Tom did a great job with the JRuby demos – he had a good flash 3d game running using a JRuby DSL, and then some slides showcasing how much benefit JRuby gets from the Ruby community. Good stuff.

After that I went to Rich’s Clojure talk. I’ve seen him give similar talks several times, but I don’t get tired of seeing this. As usual, Rich did a good job of giving a whirlwind tour of the language.

After lunch I went to the talk by Konstantin about JetBrains MPS. I was curious about MPS since I’ve been spending time with Intentional lately. I came away from the talk with a pretty different view of MPS compared to going in, actually. My initial reaction is that MPS seems to be pretty limited to what you can do with Intentional.

Then it was time to see Yehuda Katz talk about Ruby – this was a great intro to Ruby and I think the audience learned a lot there.

The first evening of JavaOne was really crazy, actually. I ended up first going to Brian Goetz and John Rose’s talk about building a Renaissance VM. This was a bit of an expansion of John’s CommunityOne talk, and gave a good overview of the different pieces we’re looking at in JSR 292, and also other things that should be in the JDK in some way to make a multi-language future possible.

Tobias Ivarsson gave a BOF about language interoperability on the JVM. This ended up being more about the interface injection feature that Tobias has been hacking on. We had some pretty good discussion, and I think we ended up with a feeling that we need to discuss this a bit more – especially if the API should be push or pull based. Good session by Tobias, though.

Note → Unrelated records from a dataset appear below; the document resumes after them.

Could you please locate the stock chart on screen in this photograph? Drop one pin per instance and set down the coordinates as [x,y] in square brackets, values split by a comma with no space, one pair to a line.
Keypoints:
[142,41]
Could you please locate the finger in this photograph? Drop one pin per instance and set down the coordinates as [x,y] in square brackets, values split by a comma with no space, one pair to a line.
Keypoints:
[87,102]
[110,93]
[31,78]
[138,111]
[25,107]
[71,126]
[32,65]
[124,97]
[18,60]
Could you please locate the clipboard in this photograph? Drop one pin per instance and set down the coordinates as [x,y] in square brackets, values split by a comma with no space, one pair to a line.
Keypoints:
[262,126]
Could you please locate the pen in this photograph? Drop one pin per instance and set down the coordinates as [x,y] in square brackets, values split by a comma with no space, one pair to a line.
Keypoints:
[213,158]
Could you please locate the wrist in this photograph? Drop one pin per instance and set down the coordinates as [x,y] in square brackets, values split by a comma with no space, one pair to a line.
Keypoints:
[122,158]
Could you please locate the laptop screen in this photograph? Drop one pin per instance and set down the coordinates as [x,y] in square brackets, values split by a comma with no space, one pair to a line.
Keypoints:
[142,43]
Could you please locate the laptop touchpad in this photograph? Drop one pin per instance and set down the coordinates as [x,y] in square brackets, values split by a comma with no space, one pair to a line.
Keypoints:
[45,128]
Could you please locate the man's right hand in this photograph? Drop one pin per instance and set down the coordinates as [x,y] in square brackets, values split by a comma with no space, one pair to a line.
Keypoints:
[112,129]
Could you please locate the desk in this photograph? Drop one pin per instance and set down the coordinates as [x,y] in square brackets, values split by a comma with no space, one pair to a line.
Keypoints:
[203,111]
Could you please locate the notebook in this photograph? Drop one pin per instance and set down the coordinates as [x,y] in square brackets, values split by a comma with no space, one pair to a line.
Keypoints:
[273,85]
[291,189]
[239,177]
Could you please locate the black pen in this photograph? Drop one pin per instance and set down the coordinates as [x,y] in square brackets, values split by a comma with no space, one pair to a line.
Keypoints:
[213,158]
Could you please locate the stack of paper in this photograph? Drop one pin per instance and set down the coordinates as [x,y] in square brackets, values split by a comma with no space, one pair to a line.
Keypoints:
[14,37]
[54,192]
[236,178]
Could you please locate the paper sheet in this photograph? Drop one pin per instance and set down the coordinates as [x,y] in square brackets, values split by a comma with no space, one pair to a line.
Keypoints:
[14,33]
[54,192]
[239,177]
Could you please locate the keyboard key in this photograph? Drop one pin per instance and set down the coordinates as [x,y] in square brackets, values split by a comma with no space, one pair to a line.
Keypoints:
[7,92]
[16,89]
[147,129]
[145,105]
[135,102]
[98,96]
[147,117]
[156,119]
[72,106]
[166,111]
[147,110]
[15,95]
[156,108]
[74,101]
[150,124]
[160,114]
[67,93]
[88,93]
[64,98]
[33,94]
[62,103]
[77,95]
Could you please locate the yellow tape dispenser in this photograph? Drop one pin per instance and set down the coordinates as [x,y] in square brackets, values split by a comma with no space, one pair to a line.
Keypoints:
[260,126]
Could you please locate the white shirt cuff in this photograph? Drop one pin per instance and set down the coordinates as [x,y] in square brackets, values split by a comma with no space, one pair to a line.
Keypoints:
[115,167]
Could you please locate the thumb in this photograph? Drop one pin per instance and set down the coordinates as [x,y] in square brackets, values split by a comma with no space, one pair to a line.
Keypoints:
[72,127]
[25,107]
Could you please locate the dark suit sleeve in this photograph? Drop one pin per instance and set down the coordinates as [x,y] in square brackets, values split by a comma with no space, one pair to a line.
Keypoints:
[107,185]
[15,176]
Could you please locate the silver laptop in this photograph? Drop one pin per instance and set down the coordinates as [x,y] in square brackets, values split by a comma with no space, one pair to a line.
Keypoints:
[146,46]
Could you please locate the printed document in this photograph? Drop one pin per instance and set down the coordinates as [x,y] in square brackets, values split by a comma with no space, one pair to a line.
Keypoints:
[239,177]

And then it was finally time for my BOF, called Hacking JRuby. This was actually a pretty mixed things, containing lots of funny small pieces of JRuby knowledge that can be useful if you want to do some weired things with JRuby. The slides can be found here: I think the talk went pretty well, although it was in a late slot so not many people showed up.

The final session of the day was a BOF called JRuby Experiences in the Real World. This ended up being a conversation between about 10-12 people about their JRuby experiences. Very interesting.

After that I was totally beat, and ended up going home and crashing. So that was my first day at JavaOne.